Agências - Regulação
Agência Nacional de Energia Elétrica (Aneel)
A Agência Nacional de Energia Elétrica foi instalada em 1997 com a missão de proporcionar condições favoráveis o desenvolvimento do mercado com equilíbrio entre os agentes e em benefício da sociedade. Vinculada ao Ministério de Minas e Energia, mas não subordinada a ele, a autarquia regula e fiscaliza toda a cadeia produtiva do setor, desde geração até comercialização de energia.
Dentre suas atribuições estão a de garantir uma tarifa justa para o mercado e a de zelar pela qualidade do serviço. A Aneel também atende às reclamações de consumidores, media os conflitos de interesses e concede e autoriza instalações e serviços de energia em todo o País. Para assegurar a universalização do serviço, a agência exige investimentos e estabelece metas, utilizando uma sistemática de áreas nas quais o atendimento de novas ligações deverá ser realizado sem ônus para o solicitante.

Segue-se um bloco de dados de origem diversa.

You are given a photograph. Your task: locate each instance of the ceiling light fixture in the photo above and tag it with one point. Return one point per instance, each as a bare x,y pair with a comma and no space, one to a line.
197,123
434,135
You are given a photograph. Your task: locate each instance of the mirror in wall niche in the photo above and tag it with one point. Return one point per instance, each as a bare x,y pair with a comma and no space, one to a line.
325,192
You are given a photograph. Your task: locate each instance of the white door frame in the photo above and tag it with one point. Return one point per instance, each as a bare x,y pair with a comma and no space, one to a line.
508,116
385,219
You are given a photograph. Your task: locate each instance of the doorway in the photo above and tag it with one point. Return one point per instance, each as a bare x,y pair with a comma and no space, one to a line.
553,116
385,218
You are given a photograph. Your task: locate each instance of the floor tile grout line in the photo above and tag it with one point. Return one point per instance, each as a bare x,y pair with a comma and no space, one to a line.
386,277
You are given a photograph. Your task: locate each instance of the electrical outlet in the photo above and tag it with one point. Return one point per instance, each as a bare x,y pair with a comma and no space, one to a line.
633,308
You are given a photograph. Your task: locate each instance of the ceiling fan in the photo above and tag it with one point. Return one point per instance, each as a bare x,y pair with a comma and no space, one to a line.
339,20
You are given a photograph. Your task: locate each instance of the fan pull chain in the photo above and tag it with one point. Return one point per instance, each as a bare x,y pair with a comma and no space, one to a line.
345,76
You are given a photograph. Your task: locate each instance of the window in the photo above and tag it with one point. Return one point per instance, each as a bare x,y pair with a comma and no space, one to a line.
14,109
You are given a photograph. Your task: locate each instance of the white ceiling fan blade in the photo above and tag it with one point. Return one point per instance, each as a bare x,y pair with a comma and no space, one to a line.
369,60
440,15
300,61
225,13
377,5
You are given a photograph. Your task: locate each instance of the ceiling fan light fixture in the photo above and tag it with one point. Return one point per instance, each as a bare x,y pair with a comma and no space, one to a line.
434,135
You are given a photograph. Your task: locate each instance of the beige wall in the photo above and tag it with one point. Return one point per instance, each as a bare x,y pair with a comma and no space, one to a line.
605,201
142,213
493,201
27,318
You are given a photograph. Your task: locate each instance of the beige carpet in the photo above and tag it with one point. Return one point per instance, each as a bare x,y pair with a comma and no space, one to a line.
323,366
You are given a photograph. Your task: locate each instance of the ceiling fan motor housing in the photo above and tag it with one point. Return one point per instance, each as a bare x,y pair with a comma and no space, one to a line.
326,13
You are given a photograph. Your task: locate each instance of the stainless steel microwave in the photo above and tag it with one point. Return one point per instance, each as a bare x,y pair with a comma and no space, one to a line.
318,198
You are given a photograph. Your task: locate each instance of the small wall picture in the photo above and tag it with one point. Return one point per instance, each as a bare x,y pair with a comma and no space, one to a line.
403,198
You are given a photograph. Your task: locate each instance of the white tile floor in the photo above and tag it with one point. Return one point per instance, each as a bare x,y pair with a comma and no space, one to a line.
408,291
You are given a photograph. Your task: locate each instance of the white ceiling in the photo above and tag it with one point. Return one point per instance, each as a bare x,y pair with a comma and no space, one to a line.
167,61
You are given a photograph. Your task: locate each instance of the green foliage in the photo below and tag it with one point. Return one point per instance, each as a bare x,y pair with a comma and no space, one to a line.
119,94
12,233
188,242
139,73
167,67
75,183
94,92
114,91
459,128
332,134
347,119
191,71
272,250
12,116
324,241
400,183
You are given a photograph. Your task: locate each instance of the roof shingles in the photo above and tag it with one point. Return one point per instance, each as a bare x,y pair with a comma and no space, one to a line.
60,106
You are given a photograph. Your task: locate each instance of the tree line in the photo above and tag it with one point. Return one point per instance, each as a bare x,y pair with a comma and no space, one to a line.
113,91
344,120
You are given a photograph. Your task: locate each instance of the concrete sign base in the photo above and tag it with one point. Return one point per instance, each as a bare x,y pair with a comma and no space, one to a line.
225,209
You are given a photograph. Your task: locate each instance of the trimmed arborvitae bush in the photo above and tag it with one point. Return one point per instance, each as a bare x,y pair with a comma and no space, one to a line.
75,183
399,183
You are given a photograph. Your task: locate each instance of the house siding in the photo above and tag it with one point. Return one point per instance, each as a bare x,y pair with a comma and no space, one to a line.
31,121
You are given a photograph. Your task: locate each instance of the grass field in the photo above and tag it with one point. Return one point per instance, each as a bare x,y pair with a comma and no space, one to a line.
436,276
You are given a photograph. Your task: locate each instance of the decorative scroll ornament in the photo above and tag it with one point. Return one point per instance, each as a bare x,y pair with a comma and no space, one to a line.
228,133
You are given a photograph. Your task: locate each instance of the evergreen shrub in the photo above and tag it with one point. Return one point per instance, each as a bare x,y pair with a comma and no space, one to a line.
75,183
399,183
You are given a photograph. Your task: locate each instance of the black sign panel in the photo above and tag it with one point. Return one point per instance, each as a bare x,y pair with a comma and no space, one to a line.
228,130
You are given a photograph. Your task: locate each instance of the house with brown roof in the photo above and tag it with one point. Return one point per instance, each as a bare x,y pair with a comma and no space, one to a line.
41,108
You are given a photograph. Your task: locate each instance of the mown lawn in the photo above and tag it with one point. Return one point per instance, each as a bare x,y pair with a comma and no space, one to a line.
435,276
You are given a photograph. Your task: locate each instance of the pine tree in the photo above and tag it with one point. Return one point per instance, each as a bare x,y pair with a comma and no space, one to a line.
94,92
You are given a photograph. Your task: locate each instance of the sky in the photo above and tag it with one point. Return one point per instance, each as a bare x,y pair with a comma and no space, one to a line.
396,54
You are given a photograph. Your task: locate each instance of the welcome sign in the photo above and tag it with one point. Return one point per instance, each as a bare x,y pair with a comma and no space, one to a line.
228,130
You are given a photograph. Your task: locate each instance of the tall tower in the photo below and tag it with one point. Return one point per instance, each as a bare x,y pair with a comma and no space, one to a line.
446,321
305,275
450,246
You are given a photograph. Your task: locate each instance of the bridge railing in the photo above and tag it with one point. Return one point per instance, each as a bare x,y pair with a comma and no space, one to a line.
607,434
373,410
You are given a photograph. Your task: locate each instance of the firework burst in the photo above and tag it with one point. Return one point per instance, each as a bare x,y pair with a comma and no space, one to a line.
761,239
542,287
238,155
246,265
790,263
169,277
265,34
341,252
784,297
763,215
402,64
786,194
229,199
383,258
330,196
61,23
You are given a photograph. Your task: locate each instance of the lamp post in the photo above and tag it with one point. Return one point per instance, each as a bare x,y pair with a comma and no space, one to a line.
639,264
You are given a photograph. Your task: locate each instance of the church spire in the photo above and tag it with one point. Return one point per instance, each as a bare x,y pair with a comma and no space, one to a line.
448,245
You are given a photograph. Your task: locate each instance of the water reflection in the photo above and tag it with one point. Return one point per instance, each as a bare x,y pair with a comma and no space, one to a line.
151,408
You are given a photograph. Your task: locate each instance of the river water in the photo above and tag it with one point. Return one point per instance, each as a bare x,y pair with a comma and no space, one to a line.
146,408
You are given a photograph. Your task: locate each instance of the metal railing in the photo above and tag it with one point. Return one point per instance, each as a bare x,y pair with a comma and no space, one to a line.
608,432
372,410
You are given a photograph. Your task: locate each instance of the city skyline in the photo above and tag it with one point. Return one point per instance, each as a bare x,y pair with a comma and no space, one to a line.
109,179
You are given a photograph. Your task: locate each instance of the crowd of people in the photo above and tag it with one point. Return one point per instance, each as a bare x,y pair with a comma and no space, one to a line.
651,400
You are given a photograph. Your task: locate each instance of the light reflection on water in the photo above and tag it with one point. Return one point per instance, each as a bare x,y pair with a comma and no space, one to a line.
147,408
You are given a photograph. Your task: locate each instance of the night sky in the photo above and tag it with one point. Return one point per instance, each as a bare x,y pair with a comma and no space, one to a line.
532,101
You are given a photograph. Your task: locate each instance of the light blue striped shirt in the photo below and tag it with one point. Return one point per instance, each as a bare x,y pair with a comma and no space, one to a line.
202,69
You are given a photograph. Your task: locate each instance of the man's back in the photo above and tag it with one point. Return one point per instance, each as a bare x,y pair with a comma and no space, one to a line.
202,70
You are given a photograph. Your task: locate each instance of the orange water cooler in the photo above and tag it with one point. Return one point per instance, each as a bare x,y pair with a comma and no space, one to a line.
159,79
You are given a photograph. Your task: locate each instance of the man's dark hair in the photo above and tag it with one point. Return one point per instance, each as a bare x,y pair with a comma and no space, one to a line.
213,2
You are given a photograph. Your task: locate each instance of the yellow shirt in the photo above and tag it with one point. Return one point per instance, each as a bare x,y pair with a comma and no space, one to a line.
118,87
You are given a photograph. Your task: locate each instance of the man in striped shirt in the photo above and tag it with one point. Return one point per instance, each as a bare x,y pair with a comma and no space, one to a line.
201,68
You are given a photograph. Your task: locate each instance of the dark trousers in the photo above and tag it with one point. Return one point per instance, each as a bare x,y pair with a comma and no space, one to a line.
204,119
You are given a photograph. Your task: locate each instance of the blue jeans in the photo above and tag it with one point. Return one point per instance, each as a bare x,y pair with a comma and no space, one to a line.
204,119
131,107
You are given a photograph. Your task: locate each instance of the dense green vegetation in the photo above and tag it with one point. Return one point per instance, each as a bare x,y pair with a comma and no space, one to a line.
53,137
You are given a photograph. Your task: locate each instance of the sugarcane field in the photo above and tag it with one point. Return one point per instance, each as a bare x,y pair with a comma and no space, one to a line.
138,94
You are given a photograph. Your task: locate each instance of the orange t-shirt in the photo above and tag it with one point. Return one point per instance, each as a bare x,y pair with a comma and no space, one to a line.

A Aneel é administrada por uma diretoria colegiada, formada pelo diretor-geral e por outros quatro executivos. Os dirigentes cumprem mandatos de quatro anos, após terem seus nomes indicados pelo Presidente da República e aprovados pelo Senado Federal. As funções executivas e técnicas da agência estão a cargo de 20 superintendências.
Agência Nacional do Petróleo, Gás Natural e Biocombustíveis (ANP)
A Agência Nacional do Petróleo, Gás Natural e Biocombustíveis é, desde que foi instalada, em 1998, a entidade reguladora e fiscalizadora da produção e distribuição de combustíveis no País. É uma autarquia vinculada ao Ministério das Minas e Energia, mas de atuação autônoma e independente.
A ANP é responsável pela aplicação da política nacional para o setor, baseada na Lei do Petróleo, de 1997. Sua missão principal é desenvolver a cadeia produtiva, promovendo investimentos e aperfeiçoamento tecnológico da indústria.
São atribuições da agência: encabeçar estudos geológicos para identificação de potencial de exploração petrolífera; realizar licitações para exploração, desenvolvimento e produção de óleo e gás; calcular a parcela da receita que cabe a municípios, Estados e à União na exploração de petróleo; acompanhar a evolução dos preços dos combustíveis e comunicar aos órgãos de defesa da concorrência eventuais infrações; e autorizar e fiscalizar atividades ligadas às cadeias produtivas de todos os tipos de combustíveis (incluindo o etanol).
A ANP é conduzida por uma diretoria colegiada com cinco membros (incluindo seu diretor-geral) que cumprem mandatos de quatro anos. Seus nomes são indicados pelo Presidente da República e submetidos à aprovação do Senado Federal.